Con drones de alta precisión CAR y Fuerza Pública sorprenden en flagrancia quemas a cielo abierto en Guatavita, Cundinamarca.

La Corporación Autónoma Regional de Cundinamarca – CAR y la Fuerza Pública se unieron nuevamente para sorprender en flagrancia el desarrollo de quemas a cielo abierto, esta vez en la vereda Santamaría del municipio de Guatavita, en un sector que pese a estar escondido en la densidad de una zona boscosa no escapó a la tecnología de última generación utilizada por las autoridades.

En el predio se identificaron tres áreas para la combustión de retal de madera, que como es sabido, es sometido a quema incompleta para convertirse en carbón vegetal que se distribuye y comercializa en el territorio.

La Unidad Integrada de Gobernabilidad Ambiental- UIGA, el Grupo de Caballería Mediano No. 13 “Tequendama” del Ejército Nacional, la Seccional de Carabineros y Protección Ambiental de la Policía Nacional y el Grupo de Inteligencia GRUIA –CATAM de la Fuerza Aeroespacial Colombiana, demostraron una vez más que la acción combinada de tecnología de rastreo de última generación y el conocimiento técnico hace posible el desarrollo de operativos de alto impacto con flagrancia.

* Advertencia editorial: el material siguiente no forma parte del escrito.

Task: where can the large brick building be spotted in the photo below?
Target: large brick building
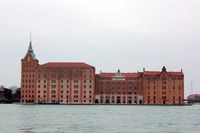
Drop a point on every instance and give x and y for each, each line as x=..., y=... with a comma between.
x=147, y=87
x=56, y=82
x=76, y=83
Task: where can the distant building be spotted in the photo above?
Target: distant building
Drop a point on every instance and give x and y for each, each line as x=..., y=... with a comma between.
x=163, y=87
x=118, y=88
x=76, y=83
x=56, y=82
x=147, y=87
x=2, y=94
x=194, y=97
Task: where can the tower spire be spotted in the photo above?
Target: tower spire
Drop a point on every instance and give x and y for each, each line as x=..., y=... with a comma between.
x=30, y=48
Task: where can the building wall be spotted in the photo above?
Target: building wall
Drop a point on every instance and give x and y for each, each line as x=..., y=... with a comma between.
x=163, y=89
x=28, y=79
x=65, y=85
x=117, y=91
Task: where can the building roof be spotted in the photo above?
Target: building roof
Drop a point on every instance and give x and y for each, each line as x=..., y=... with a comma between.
x=30, y=50
x=194, y=95
x=155, y=73
x=67, y=64
x=110, y=75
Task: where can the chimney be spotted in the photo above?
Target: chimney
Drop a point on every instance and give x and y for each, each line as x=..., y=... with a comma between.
x=164, y=69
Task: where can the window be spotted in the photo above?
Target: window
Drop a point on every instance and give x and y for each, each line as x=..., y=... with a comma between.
x=75, y=81
x=179, y=87
x=164, y=82
x=174, y=88
x=75, y=86
x=164, y=87
x=164, y=93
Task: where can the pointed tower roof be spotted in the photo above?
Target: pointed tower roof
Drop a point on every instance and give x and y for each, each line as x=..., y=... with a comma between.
x=30, y=49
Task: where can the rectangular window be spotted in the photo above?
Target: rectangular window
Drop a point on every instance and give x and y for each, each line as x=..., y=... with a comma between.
x=164, y=87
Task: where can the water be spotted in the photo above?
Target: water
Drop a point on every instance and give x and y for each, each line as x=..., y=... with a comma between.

Una vez en el lugar, se evidenció esta actividad con una afectación estimada de 160 mil metros cuadrados, donde funcionaban pilas o fuentes de emisión fijas en combustión y otras utilizadas como patios de depósito.

Cabe precisar que la materia prima utilizada está compuesta principalmente por retal de madera de carpintería, estibas, trozas de madera de diferentes especies y restos de retal de madera de demolición con pintura y puntillas los cuales ocasionan gases y vapores durante el proceso de combustión, generando emisiones contaminantes que impactan tanto al entorno como a las comunidades aledañas.

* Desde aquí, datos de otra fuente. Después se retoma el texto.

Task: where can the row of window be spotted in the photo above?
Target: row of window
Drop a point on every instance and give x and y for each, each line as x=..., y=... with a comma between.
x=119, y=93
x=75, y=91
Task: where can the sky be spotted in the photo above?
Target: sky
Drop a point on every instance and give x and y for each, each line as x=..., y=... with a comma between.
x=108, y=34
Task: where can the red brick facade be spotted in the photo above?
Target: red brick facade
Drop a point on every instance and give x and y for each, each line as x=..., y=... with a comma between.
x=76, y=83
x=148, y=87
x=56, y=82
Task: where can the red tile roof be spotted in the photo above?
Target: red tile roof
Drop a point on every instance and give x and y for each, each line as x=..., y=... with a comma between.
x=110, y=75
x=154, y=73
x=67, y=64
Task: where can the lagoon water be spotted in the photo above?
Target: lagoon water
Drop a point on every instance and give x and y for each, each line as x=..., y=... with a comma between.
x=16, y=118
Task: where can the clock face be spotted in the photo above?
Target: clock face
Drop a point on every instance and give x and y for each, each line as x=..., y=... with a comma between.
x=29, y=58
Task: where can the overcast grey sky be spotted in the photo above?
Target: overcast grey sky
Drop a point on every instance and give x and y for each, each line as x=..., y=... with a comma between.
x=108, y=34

Allí mismo se identificó un botadero a cielo abierto de residuos sólidos conformado por plásticos, vidrios, llantas y hasta escombros depositados de manera directa en el suelo, sin ningún tipo de almacenamiento ni manejo adecuado, lo cual, sumado a las condiciones climáticas características de la zona, especialmente el viento y la lluvia contribuyen a la dispersión de los residuos a lo largo del terreno, favorece la generación de lixiviados y con ello, la contaminación de aguas superficiales y subterráneas producto de la infiltración y escurrimiento.

“Es importante reiterar que, de acuerdo con la normatividad ambiental vigente, las quemas artesanales para la producción de carbón vegetal constituyen una actividad de alto riesgo de incendio, con potencial de generar emergencias ambientales degran magnitud, debido a la ausencia de controles técnicos como sistemas de control de temperatura y oxigenación”, explicó Bryan Martínez, subdirector de Autoridad Ambiental de la CAR.